Once we fiddled around with the Dickerson sisters’ backstory and a few details about peripheral characters, we were set to go. We shared characters, backgrounds, and some setting, but we didn’t have much input in the plot of each other’s story. One reason for that is we wanted to leave room for both of us to write what we write best and not be too hog-tied by a story bible.

And that’s how Mail-Order Tangle was born. It’s up on Amazon for pre-order now and we’re really excited about it. I hope you enjoy our co-writing adventure. I’m still tickled to have my name on a cover with the fabulous Caroline Clemmons. Wow!


  1. You girls have done a great job! Caroline is my hero too, having known her from the beginning. You are now on my list of heroes! Couldn't think of two better people to work together on this joint venture!

    1. Aw, thank you, Karren! ♥ I've been a fan of Caroline's for years, so this opportunity has been really exciting for me.

  2. I agree with Karen that you have done a fantabulous job with this joint story. It left me wishing for more story and more from the two of you.

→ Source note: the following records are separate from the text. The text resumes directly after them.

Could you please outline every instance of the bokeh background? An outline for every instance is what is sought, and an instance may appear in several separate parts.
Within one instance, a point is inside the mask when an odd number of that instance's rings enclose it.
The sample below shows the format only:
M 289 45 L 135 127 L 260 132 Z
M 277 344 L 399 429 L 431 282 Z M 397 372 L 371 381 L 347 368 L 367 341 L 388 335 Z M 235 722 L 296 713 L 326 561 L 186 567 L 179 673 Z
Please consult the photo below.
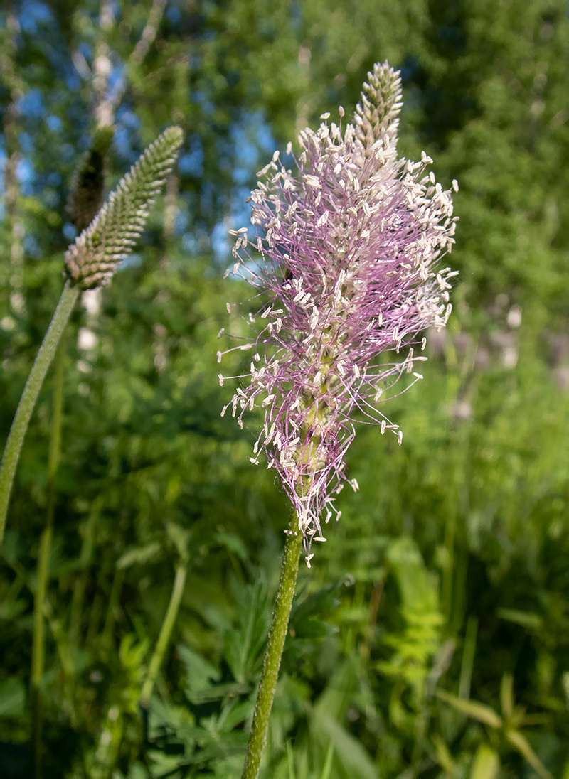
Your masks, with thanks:
M 107 189 L 186 141 L 140 250 L 84 295 L 25 442 L 0 548 L 0 774 L 238 777 L 289 507 L 220 418 L 222 273 L 262 167 L 367 71 L 401 69 L 400 151 L 460 216 L 425 379 L 362 426 L 302 566 L 263 777 L 569 777 L 569 6 L 566 0 L 26 0 L 0 11 L 0 426 L 62 286 L 74 169 L 115 125 Z M 239 372 L 238 360 L 235 361 Z M 348 494 L 348 492 L 350 494 Z M 38 545 L 54 538 L 43 727 Z M 147 710 L 175 579 L 186 585 Z

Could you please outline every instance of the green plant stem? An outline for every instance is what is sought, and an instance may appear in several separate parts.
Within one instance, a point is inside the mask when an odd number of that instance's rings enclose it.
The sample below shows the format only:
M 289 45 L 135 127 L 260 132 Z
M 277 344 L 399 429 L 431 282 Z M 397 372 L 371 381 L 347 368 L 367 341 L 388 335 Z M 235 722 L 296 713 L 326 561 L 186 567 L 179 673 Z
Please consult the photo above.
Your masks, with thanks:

    1. Thanks, Lynda! We don't have plans to write another duet--this one was sort of a lark to see what would happen. I'm just hoping it will do well! We both appreciate your kind words, that's for sure.

  3. Better be careful, Jacquie. People may start calling you and Caroline, the Dynamic Duo! *g* Good luck with the series.

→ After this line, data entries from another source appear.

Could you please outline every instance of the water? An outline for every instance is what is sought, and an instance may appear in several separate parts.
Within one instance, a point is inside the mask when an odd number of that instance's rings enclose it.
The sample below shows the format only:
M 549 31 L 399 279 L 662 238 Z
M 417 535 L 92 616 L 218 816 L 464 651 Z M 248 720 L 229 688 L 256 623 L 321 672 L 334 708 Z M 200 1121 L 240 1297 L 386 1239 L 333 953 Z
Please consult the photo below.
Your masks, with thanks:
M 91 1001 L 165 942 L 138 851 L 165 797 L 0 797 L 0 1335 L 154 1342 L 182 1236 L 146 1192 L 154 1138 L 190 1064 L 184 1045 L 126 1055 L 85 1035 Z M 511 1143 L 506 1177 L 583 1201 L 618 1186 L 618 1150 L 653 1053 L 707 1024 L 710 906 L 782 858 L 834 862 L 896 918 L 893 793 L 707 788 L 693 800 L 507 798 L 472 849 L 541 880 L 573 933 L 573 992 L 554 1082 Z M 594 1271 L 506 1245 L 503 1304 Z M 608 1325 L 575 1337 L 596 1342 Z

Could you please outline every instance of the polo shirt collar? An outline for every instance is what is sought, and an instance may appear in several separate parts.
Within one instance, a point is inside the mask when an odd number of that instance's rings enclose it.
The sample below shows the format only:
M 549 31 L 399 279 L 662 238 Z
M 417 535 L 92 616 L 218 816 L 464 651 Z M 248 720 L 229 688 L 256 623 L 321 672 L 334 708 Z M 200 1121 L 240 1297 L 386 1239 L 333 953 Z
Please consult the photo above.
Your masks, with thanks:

    1. Ha! We're not too dynamic today. She just got out of surgery and I'm running on about 3 hours of sleep. Thanks for dropping by, Joan!

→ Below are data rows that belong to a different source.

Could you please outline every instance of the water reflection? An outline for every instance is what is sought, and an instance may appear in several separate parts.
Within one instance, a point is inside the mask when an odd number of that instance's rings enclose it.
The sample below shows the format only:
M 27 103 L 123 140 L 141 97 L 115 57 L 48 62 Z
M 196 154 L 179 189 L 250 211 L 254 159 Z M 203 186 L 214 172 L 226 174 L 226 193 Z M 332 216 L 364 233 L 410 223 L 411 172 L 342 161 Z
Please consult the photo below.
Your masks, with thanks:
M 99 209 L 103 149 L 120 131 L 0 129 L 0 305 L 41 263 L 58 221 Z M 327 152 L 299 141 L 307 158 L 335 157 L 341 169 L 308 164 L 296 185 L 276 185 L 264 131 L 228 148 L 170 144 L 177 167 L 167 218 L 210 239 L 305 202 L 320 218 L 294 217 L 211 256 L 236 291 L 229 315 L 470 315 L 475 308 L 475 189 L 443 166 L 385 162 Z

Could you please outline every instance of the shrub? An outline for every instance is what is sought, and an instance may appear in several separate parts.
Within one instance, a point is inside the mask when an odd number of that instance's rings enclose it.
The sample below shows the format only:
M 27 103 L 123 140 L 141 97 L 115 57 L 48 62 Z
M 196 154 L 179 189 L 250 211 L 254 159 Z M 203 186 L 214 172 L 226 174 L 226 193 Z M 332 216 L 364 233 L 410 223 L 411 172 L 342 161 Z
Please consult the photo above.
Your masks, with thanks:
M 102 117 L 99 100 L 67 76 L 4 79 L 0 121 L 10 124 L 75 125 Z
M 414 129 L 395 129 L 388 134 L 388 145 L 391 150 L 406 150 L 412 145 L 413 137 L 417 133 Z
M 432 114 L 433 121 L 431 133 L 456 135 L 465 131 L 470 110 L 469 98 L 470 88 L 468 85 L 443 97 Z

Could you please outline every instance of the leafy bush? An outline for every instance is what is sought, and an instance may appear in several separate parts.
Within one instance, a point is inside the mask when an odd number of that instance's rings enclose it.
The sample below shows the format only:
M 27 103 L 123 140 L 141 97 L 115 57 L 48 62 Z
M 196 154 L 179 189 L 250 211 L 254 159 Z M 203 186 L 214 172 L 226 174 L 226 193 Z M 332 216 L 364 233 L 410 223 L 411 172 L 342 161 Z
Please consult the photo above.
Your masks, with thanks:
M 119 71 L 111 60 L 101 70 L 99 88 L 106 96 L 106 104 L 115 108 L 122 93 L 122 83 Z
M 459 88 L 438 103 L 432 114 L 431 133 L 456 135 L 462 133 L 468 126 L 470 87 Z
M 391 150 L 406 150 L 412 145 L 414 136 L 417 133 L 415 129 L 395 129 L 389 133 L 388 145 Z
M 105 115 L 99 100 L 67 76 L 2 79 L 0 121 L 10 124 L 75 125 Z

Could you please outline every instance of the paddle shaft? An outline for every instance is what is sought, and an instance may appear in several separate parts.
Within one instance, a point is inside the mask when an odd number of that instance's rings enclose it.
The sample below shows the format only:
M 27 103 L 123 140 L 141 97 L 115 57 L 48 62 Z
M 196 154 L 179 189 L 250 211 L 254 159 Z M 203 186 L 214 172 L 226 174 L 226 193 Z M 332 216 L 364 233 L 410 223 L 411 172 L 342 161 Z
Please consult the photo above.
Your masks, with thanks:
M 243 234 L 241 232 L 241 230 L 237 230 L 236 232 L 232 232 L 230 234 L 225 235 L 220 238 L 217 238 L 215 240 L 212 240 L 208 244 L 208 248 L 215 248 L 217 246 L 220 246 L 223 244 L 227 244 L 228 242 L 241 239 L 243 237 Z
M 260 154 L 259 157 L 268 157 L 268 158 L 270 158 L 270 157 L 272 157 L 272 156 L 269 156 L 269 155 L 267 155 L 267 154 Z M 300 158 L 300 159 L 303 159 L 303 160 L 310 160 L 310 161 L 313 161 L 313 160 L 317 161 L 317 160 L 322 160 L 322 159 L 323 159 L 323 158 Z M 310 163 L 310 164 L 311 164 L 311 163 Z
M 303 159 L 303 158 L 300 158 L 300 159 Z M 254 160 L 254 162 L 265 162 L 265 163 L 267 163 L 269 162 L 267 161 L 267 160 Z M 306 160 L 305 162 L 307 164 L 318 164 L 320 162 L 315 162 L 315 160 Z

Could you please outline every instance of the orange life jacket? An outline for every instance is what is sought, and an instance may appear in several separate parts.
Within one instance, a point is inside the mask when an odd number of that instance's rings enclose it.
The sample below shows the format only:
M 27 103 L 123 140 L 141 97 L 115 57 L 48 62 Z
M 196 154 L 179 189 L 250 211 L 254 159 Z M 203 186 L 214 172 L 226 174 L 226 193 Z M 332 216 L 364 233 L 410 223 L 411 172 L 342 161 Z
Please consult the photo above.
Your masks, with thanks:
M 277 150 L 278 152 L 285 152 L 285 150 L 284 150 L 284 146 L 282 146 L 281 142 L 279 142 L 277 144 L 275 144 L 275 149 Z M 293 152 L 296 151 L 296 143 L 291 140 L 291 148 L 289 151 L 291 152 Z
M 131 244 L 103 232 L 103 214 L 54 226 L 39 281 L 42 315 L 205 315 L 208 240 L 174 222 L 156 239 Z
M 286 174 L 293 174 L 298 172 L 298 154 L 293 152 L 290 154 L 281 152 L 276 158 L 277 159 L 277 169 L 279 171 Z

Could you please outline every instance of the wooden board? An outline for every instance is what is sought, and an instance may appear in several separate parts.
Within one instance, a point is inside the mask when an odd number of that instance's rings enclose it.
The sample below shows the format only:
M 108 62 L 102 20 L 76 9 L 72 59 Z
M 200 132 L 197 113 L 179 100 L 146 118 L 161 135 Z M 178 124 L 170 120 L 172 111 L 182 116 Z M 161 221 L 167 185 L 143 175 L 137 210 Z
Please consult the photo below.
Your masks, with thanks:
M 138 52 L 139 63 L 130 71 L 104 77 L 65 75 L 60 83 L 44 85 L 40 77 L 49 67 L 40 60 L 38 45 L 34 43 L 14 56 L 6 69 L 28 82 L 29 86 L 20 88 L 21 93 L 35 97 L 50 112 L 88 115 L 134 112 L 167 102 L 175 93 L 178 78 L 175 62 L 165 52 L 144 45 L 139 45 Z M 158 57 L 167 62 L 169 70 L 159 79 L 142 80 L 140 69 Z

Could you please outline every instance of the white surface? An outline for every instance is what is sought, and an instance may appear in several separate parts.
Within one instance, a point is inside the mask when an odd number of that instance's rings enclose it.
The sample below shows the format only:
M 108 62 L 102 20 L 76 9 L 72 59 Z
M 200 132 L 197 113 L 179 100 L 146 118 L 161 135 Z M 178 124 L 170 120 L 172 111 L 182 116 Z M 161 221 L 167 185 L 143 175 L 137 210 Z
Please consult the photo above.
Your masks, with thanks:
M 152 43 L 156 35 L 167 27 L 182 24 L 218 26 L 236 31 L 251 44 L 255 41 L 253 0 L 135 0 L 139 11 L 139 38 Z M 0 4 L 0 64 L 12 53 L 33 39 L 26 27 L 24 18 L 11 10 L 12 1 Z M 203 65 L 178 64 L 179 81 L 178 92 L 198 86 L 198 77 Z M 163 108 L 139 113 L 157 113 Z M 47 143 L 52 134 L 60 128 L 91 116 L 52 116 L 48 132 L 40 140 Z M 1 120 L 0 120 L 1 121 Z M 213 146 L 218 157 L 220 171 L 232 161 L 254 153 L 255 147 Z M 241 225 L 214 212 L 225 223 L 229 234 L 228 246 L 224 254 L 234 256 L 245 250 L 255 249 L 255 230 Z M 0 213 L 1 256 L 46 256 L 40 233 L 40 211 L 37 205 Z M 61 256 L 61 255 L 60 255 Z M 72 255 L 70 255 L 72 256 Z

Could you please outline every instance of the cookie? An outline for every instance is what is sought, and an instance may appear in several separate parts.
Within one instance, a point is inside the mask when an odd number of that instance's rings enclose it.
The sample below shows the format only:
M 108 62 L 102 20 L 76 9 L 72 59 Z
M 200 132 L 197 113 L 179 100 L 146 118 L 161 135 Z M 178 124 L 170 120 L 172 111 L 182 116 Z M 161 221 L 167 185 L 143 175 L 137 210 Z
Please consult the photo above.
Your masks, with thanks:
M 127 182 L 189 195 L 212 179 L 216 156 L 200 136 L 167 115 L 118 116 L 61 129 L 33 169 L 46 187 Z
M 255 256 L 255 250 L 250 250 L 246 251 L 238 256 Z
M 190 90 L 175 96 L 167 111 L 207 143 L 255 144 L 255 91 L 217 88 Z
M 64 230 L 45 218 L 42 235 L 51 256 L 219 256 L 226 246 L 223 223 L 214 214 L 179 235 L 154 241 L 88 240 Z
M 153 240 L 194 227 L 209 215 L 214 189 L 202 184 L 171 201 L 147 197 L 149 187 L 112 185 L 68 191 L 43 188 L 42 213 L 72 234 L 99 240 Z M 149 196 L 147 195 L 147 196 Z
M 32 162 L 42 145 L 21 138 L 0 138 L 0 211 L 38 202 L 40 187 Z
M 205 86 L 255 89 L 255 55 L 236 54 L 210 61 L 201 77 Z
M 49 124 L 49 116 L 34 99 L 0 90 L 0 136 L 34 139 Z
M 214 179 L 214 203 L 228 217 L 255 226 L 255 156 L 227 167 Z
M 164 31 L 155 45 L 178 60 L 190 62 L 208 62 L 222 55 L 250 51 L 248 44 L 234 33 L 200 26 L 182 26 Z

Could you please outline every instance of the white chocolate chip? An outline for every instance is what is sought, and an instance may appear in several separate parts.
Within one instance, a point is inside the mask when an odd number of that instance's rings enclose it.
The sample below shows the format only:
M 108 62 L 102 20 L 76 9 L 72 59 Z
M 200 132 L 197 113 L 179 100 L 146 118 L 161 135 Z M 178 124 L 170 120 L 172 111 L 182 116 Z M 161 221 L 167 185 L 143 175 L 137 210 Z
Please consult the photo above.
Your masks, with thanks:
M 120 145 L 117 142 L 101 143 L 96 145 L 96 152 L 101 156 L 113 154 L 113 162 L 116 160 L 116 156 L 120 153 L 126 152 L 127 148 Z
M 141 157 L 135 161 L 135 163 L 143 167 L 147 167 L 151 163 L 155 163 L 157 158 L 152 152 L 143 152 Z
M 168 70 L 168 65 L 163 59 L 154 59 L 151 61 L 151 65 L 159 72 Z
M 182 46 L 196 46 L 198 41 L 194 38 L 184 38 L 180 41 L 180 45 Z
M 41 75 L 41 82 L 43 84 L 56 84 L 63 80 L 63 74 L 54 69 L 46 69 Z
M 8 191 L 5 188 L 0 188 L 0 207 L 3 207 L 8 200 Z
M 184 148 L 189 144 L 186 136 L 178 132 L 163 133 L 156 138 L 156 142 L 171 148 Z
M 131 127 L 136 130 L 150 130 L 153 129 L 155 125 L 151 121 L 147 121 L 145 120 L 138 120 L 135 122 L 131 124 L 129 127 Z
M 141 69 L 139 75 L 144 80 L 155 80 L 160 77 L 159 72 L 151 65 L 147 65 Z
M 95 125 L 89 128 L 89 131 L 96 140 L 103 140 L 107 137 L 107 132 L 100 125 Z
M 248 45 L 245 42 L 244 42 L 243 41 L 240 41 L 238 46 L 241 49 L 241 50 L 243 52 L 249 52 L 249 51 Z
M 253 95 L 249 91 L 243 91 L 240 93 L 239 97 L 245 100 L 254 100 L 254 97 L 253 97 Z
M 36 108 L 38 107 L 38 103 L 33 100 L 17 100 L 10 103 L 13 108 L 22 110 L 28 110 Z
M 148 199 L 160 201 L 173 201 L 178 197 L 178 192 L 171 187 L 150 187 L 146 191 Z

  4. It sounds like you ladies have a hit on your hands! I had a fun time hashing out the story Lauri Robinson and I wrote together about two sisters. But our heroes weren't related. One was looking for the other. I think when two authors who appreciate the other author's talents work together, readers do get double reading enjoyment. Wishing you lots of sales with this one!